Oleh: Alifatul Arifiati

Baca Juga

 

Minimnya keterlibatan perempuan muda dalam pembangunan di desa menyebabkan banyak anak muda terutama perempuan tidak mendapatkan informasi tentang pembangunan desa

Sebagai perempuan muda yang bekerja dan belajar dalam sebuah lembaga non-pemerintah, saya merasa senang ketika diminta Forum Aktivis Perempuan Muda (FAMM) Indonesia menjadi bagian dari penelitian partisipasi perempuan muda di Jawa Barat, khususnya di Kabupaten Cirebon. Sudah menjadi minat saya bertemu dan berdialog dengan banyak orang menggali informasi, pengetahuan, dan pembelajaran. Bagi saya, pengetahuan yang paling berharga adalah pengetahuan dari orang yang mengalami.

Memperoleh banyak cerita dari perempuan-perempuan muda yang bergerak di lingkungan desanya, merupakan kekayaan tersendiri. Sebuah proses yang membahagiakan. Menggerakkan optimisme untuk terus memperjuangkan keadilan dan kesetaraan. Saya belajar dari mereka tentang semangat kaum muda yang tulus.

Saya adalah perantau, meninggalkan desa untuk belajar hidup dan mencari penghidupan. Tinggal di perumahan tentulah berbeda dengan hidup di desa. Karena itu butuh waktu lebih lama beradaptasi dengan lingkungan desa.  Namun bersentuhan langsung dengan perempuan-perempuan muda telah memberi saya ruang untuk terus-menerus berbuat baik. Kerja-kerja mereka tentang upaya membangun desa sungguh mengagumkan. Beberapa ketangguhan mereka saya ceritakan disini.

Perempuan Muda Sulit Terlibat dalam Pembangunan Desa

Perempuan telah diberi ruang yang besar dalam paraturan perundangan. Undang-undang Desa No. 6 tahun 2014 misalnya, menyaratkan perempuan terlibat dalam pembangunan Desa. Pada struktur Badan Permusyawaratan Desa  (BPD),  jika mengacu pada UU Desa No. 6 Tahun 2014, pasal 58 ayat (1) menyatakan bahwa jumlah anggota Badan Permusyawaratan Desa ditetapkan dengan jumlah gasal paling sedikit 5 (lima) orang dan paling banyak 9 (Sembilan) orang, dengan memperhatikan wilayah, perempuan, penduduk, dan kemampuan keuangan desa.

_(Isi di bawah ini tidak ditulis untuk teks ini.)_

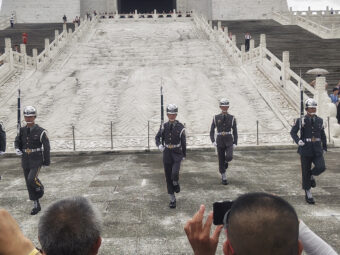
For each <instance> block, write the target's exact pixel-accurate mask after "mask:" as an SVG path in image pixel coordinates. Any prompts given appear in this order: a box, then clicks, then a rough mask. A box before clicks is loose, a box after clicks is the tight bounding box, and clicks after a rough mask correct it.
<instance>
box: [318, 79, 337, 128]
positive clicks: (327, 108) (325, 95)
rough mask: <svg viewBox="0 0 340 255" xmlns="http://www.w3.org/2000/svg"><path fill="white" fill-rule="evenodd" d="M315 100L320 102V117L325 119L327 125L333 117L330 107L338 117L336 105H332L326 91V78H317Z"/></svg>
mask: <svg viewBox="0 0 340 255" xmlns="http://www.w3.org/2000/svg"><path fill="white" fill-rule="evenodd" d="M314 99H315V100H316V101H317V102H318V113H317V114H318V116H320V117H321V118H323V120H324V123H326V121H327V118H328V117H332V116H331V111H330V107H329V106H331V107H332V108H334V113H333V115H334V114H335V115H336V109H335V107H334V104H332V103H331V101H330V98H329V96H328V95H327V90H326V77H323V76H321V77H316V83H315V95H314Z"/></svg>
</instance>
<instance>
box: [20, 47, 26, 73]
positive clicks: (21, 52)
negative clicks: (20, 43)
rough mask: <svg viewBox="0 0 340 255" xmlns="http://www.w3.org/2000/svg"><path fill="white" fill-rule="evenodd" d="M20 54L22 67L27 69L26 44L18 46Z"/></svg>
mask: <svg viewBox="0 0 340 255" xmlns="http://www.w3.org/2000/svg"><path fill="white" fill-rule="evenodd" d="M20 53H21V54H23V57H22V65H23V67H24V69H26V68H27V52H26V44H23V43H22V44H20Z"/></svg>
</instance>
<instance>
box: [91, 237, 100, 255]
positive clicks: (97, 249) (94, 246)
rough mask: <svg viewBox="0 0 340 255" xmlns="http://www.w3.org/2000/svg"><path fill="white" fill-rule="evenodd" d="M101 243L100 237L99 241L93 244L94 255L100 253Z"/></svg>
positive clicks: (93, 253) (98, 240)
mask: <svg viewBox="0 0 340 255" xmlns="http://www.w3.org/2000/svg"><path fill="white" fill-rule="evenodd" d="M101 244H102V238H101V237H98V239H97V241H96V242H95V243H94V244H93V246H92V254H93V255H96V254H98V251H99V248H100V245H101Z"/></svg>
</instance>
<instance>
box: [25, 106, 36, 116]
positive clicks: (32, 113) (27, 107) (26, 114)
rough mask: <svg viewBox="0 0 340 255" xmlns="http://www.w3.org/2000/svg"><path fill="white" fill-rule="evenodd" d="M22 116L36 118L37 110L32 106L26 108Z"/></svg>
mask: <svg viewBox="0 0 340 255" xmlns="http://www.w3.org/2000/svg"><path fill="white" fill-rule="evenodd" d="M24 116H25V117H31V116H34V117H37V110H36V109H35V108H34V107H33V106H26V107H25V108H24Z"/></svg>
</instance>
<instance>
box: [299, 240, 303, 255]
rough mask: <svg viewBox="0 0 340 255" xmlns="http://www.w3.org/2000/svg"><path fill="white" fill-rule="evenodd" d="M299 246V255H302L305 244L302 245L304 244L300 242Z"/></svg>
mask: <svg viewBox="0 0 340 255" xmlns="http://www.w3.org/2000/svg"><path fill="white" fill-rule="evenodd" d="M298 246H299V248H298V249H299V253H298V254H299V255H301V254H302V251H303V244H302V242H301V241H300V240H299V242H298Z"/></svg>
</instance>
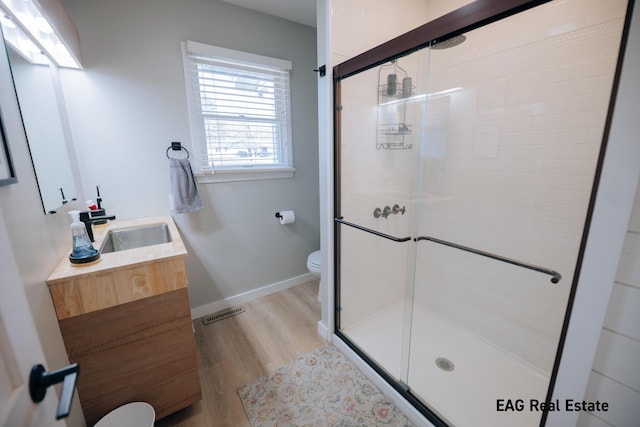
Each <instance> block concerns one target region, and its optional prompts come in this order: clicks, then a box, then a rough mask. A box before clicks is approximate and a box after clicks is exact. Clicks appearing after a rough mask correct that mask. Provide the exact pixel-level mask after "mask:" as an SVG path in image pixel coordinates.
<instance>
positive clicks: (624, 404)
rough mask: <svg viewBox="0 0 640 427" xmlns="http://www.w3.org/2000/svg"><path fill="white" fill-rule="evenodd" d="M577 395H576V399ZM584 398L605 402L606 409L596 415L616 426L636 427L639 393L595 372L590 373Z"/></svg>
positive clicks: (601, 418) (638, 407)
mask: <svg viewBox="0 0 640 427" xmlns="http://www.w3.org/2000/svg"><path fill="white" fill-rule="evenodd" d="M578 399H579V397H577V396H576V400H578ZM584 400H586V401H588V402H595V401H600V402H607V403H608V404H609V408H608V410H607V411H606V412H605V411H599V412H597V413H596V415H597V416H598V417H599V418H601V419H603V420H604V421H605V422H607V423H609V424H611V425H614V426H616V427H636V426H637V425H638V420H640V393H638V392H637V391H635V390H631V389H630V388H628V387H626V386H624V385H622V384H619V383H617V382H615V381H613V380H611V379H609V378H607V377H605V376H602V375H600V374H598V373H596V372H592V373H591V377H590V378H589V383H588V385H587V392H586V394H585V396H584Z"/></svg>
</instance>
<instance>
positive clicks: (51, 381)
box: [29, 363, 80, 420]
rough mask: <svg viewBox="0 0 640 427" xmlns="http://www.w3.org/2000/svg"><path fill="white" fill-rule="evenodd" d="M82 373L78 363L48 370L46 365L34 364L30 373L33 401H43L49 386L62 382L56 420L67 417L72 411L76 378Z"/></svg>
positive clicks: (30, 382) (31, 394) (29, 388)
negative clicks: (56, 368) (65, 366)
mask: <svg viewBox="0 0 640 427" xmlns="http://www.w3.org/2000/svg"><path fill="white" fill-rule="evenodd" d="M79 373H80V366H78V364H77V363H74V364H71V365H69V366H66V367H64V368H60V369H58V370H56V371H49V372H47V371H46V370H45V368H44V366H42V365H40V364H38V365H33V367H32V368H31V374H30V375H29V394H30V395H31V400H32V401H33V403H39V402H42V400H43V399H44V396H45V394H47V388H49V386H51V385H54V384H58V383H62V390H61V391H60V400H59V401H58V410H57V411H56V420H59V419H62V418H66V417H68V416H69V412H70V411H71V400H72V398H73V391H74V390H75V388H76V380H77V379H78V374H79Z"/></svg>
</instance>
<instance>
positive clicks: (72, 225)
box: [69, 211, 100, 264]
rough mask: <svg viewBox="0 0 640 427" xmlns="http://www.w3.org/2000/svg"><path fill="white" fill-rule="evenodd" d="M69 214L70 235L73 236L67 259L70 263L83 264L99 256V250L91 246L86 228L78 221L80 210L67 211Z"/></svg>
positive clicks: (79, 217) (79, 213) (80, 221)
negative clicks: (68, 256)
mask: <svg viewBox="0 0 640 427" xmlns="http://www.w3.org/2000/svg"><path fill="white" fill-rule="evenodd" d="M69 215H71V235H72V236H73V247H72V250H71V254H70V255H69V261H71V263H72V264H85V263H87V262H91V261H95V260H97V259H98V258H100V252H98V251H97V250H96V249H95V248H94V247H93V244H92V243H91V240H90V239H89V235H88V234H87V228H86V227H85V225H84V223H83V222H81V221H80V211H69Z"/></svg>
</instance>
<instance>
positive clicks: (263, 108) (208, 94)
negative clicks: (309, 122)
mask: <svg viewBox="0 0 640 427" xmlns="http://www.w3.org/2000/svg"><path fill="white" fill-rule="evenodd" d="M183 55H184V66H185V80H186V85H187V98H188V101H189V116H190V119H191V133H192V142H193V146H194V147H193V148H194V151H195V153H196V159H197V161H196V162H197V164H196V166H195V167H196V169H197V170H196V172H200V173H207V172H214V171H215V172H217V171H225V170H230V171H233V170H237V169H243V170H246V169H251V170H259V169H292V168H293V158H292V150H291V108H290V96H289V72H290V70H291V63H290V62H289V61H284V60H280V59H275V58H269V57H264V56H260V55H253V54H249V53H245V52H239V51H234V50H230V49H223V48H219V47H215V46H210V45H205V44H202V43H196V42H191V41H189V42H186V43H183Z"/></svg>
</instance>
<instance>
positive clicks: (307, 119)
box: [61, 0, 320, 308]
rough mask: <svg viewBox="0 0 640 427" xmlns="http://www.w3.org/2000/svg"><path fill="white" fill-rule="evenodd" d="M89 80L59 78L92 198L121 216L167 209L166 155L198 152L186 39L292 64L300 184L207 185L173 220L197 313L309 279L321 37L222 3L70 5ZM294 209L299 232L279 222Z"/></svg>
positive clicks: (226, 183) (84, 72) (294, 122)
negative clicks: (188, 87)
mask: <svg viewBox="0 0 640 427" xmlns="http://www.w3.org/2000/svg"><path fill="white" fill-rule="evenodd" d="M65 7H66V8H67V10H68V12H69V14H70V15H71V18H72V20H73V22H74V24H75V25H76V27H77V29H78V32H79V34H80V40H81V46H82V56H83V65H84V68H85V69H84V70H83V71H74V70H62V73H61V77H62V81H63V88H64V93H65V98H66V102H67V107H68V112H69V120H70V125H71V131H72V135H73V139H74V142H75V144H76V151H77V155H78V161H79V167H80V172H81V176H82V181H83V184H84V188H85V190H86V191H87V193H88V194H87V198H95V193H94V191H95V190H94V188H95V185H100V187H101V193H102V197H103V198H104V202H105V203H104V205H105V208H106V209H107V211H108V212H109V213H112V214H115V215H117V216H118V217H119V218H133V217H142V216H150V215H157V214H165V213H168V212H169V178H168V177H169V175H168V161H167V158H166V156H165V151H166V148H167V147H168V146H169V144H170V142H171V141H181V142H182V143H183V144H184V145H186V146H187V147H189V148H190V147H191V145H190V131H189V121H188V116H187V104H186V95H185V87H184V77H183V68H182V56H181V50H180V42H182V41H186V40H193V41H198V42H203V43H208V44H212V45H217V46H221V47H225V48H230V49H235V50H241V51H246V52H250V53H255V54H260V55H266V56H272V57H275V58H282V59H286V60H290V61H291V62H292V63H293V70H292V74H291V77H292V87H291V93H292V104H293V108H292V110H293V112H292V121H293V153H294V162H295V167H296V173H295V177H294V178H293V179H278V180H267V181H248V182H231V183H214V184H200V185H199V189H200V193H201V196H202V199H203V202H204V205H205V208H204V209H203V210H202V211H199V212H197V213H192V214H181V215H175V216H174V218H175V219H176V222H177V224H178V227H179V229H180V231H181V232H182V235H183V238H184V240H185V241H186V244H187V247H188V249H189V252H190V255H189V257H188V258H187V261H186V263H187V276H188V278H189V284H190V290H189V292H190V298H191V306H192V308H193V307H199V306H203V305H207V304H210V303H212V302H216V301H220V300H222V299H225V298H229V297H232V296H235V295H238V294H241V293H244V292H249V291H252V290H254V289H256V288H260V287H262V286H266V285H270V284H274V283H278V282H282V281H286V280H288V279H290V278H292V277H296V276H299V275H303V274H306V273H307V269H306V257H307V255H308V254H309V253H310V252H312V251H313V250H316V249H318V247H319V227H320V226H319V212H318V210H319V207H318V144H317V140H318V138H317V134H318V127H317V91H316V79H317V77H316V74H315V73H314V72H313V69H314V68H315V58H316V31H315V29H314V28H311V27H308V26H304V25H300V24H295V23H293V22H289V21H285V20H282V19H279V18H275V17H272V16H269V15H265V14H261V13H257V12H253V11H250V10H248V9H243V8H239V7H236V6H232V5H229V4H227V3H223V2H219V1H215V0H185V1H180V2H176V1H168V0H163V1H158V0H136V1H129V0H112V1H108V2H105V1H97V0H91V1H86V0H66V1H65ZM283 209H294V210H295V212H296V220H297V221H296V223H295V224H293V225H289V226H281V225H279V223H278V221H277V220H276V218H275V216H274V214H275V212H276V211H278V210H283Z"/></svg>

Pasal lain, pada pasal 54 ayat (1) Musyawarah desa merupakan forum permusyawaratan yang diikuti oleh Badan Permusyawaratan Desa, Pemerintah Desa, dan unsur masyarakat desa untuk memusyawarahkan hal yang bersifat strategis dalam penyelenggaraan pemerintahan desa. Dalam lembar penjelasan atas undang-undang desa, untuk pasal 54 ayat (1) yang dimaksud dengan unsur masyarakat adalah antara lain tokoh adat, tokoh agama, tokoh masyarakat, tokoh pendidikan, perwakilan kelompok tani, kelompok nelayan, kelompok perajin, kelompok perempuan dan kelompok miskin.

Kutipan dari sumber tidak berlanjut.